Saturday, January 27, 2007

Guild Wars: The Ballad of the Twenty Minute Match

Sit right down and let me tell spin you a story. A little ditty about a match in the Random Arena that lasted a good twenty minutes and could have gone on much longer. Could it have stretched on into the night and beyond? Threatened whatever the record is for the longest Arena match ever? Well, I'll never know because I skipped out on it once the timer hit twenty minutes. But, you know, I think it just might have.


To set the scene I was once again practicing my Monking with the tried and true ZB build I've been using for the past few days. It's definitely showing signs of paying off for me. I'm getting much better and a lot more confident in my abilities, I think, although since I've mostly been playing in the RA, it's a little difficult to gauge. But I'm staying in matches I would have blown when the week started and I rolled up a Monk because the Ritualist healer I'd been smitten with over the test weekend just wasn't going to work with the rollback and I take that as progress. Granted, I don't have any glad points or, really, all that much faction to show for it but in the Random Arena what you can't control is your teammates so that doesn't surprise me – as a Monk, I keep my team alive, getting kills and earning faction is everyone else's job and, you know, I really can't trust them to do that well in the RA and all.


Which by my particularly roundabout way leads me to that long-running match. Personally, I think I did a great job during it. My team just couldn't get kills but that's not my fault. So the match dragged on and on thanks, in no small part, to me keeping the battle from being lost.


This wasn't one of those "got snare?" situations where I'm kiting around some poor team in an effort to string things out. I pretty much don't do that. I mean, I don't take a dive or anything, I try to be as hard to put down at the end of the match as I am at the start (good habits and all) - but when it's down to me against the whole opposing team it's more a matter of how long I can keep myself alive by casting my way out of trouble, not lapping the track.


No, this was pretty much a battle of casters against casters. There was an Assassin roaming around but I loaded in with two Mesmers and an Ele. I was the only Monk but there was a smattering of secondary Moes around the group. The other team was pretty similar with a Monk, two casters and the aforementioned Sin.

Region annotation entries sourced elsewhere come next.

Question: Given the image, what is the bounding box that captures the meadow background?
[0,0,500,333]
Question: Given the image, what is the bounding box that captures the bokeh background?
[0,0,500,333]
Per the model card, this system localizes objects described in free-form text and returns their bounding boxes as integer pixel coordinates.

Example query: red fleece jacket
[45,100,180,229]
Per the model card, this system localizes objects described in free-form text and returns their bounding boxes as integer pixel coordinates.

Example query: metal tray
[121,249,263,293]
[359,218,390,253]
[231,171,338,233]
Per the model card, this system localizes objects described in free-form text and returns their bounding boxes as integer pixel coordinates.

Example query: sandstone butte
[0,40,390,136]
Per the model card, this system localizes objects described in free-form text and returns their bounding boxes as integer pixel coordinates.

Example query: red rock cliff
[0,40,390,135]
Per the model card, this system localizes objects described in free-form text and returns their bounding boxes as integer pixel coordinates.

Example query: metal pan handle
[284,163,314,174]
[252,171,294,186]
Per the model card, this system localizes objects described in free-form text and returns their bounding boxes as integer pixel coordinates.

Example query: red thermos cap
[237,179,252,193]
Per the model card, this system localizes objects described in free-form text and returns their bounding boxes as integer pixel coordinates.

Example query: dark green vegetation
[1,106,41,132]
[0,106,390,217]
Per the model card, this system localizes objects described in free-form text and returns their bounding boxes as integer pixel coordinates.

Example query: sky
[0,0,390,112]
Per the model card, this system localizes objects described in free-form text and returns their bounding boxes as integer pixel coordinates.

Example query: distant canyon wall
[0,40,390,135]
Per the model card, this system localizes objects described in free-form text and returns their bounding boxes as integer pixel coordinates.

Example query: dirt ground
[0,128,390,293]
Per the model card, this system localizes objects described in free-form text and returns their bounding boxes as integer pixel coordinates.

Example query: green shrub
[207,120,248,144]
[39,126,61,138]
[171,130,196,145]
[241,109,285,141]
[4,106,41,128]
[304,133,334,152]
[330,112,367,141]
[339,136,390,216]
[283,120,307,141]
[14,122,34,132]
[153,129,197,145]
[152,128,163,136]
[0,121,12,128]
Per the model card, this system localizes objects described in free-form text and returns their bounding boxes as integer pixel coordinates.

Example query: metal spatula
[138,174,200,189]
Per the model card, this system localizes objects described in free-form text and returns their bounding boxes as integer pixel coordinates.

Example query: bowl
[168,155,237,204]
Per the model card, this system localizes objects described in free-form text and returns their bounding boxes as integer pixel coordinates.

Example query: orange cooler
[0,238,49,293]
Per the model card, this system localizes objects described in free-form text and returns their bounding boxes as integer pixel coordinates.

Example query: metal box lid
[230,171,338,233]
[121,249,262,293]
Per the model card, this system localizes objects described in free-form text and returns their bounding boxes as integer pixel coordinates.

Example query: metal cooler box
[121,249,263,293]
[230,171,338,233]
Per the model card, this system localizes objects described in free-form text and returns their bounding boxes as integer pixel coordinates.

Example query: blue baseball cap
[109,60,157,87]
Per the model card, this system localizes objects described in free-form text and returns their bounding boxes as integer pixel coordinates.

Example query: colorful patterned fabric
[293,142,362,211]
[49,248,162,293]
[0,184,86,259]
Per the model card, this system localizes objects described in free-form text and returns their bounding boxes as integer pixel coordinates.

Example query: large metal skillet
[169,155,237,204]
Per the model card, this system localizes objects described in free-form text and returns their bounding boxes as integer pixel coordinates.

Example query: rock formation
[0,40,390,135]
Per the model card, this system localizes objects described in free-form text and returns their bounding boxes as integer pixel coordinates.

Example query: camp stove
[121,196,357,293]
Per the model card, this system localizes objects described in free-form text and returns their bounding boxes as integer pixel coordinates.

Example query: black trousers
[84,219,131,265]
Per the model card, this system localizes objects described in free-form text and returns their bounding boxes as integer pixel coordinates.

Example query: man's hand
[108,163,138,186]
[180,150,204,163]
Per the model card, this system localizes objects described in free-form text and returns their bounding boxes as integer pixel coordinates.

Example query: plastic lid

In other words, lots of staying power but not much offensive punch - these sorts of things happen in the Arena. Neither of us could do much against the other - our team took a few deaths but that was only because one of the Mesmers liked to run off to the otherside of the map and out of range of my sweet, sweet healing (Seriously, has there been a metashift towards overextending or something? That was pretty much the theme of the night. And something that makes me feel like I'm improving. All my deaths either came from hex pressure - an admitted weakness of my build - or from people running too far away from me and putting me out of place to heal them in time. Still no glad points, though.) he got spiked down once, then twice, and after that my teammates were out of rezsigs and he mapped out. This happened fairly quickly around the five minute mark or so.


If you've played in the Arena you know something's amiss when five minutes is considered early in a match. And it was - once the Rambo Mes had gone neither team could get a kill. Hexes, spells, enchantments, they flew back and forth as we scrambled and my energy tightened or I was stuck in recharge hell momentarily. But no matter what, my teammates got saved from reaching that 0 hitpoints mark. Unfortunately, so did the other team's.


At the ten minute mark, I was feeling good and wanting to see just how long I could last. At fifteen minutes, it was readily apparent we were in a stalemate and it was a contest to see who would crack first - we were down a player making our job tougher but, well, we had me healing so we had a better margin of error. By the twenty minute mark I'd had enough of constantly testing my reflexes and decision making capabilities - good practice and all but wasn't getting me any faction, in so many words. I resigned - no sense in depriving my opponents from some well earned faction (good sportsmanship and all) - and mapped out so I could get some more rounds in.


If I'd stayed, I'm not sure just how long we could have dragged things out. Judging by the way things had gone so far and the way the other team had tried just about every way to kill one of the three characters on my team to no avail, I'm going to guess quite a lot. Might have been interesting to find out, I suppose, but not particularly rewarding. To me, anyways.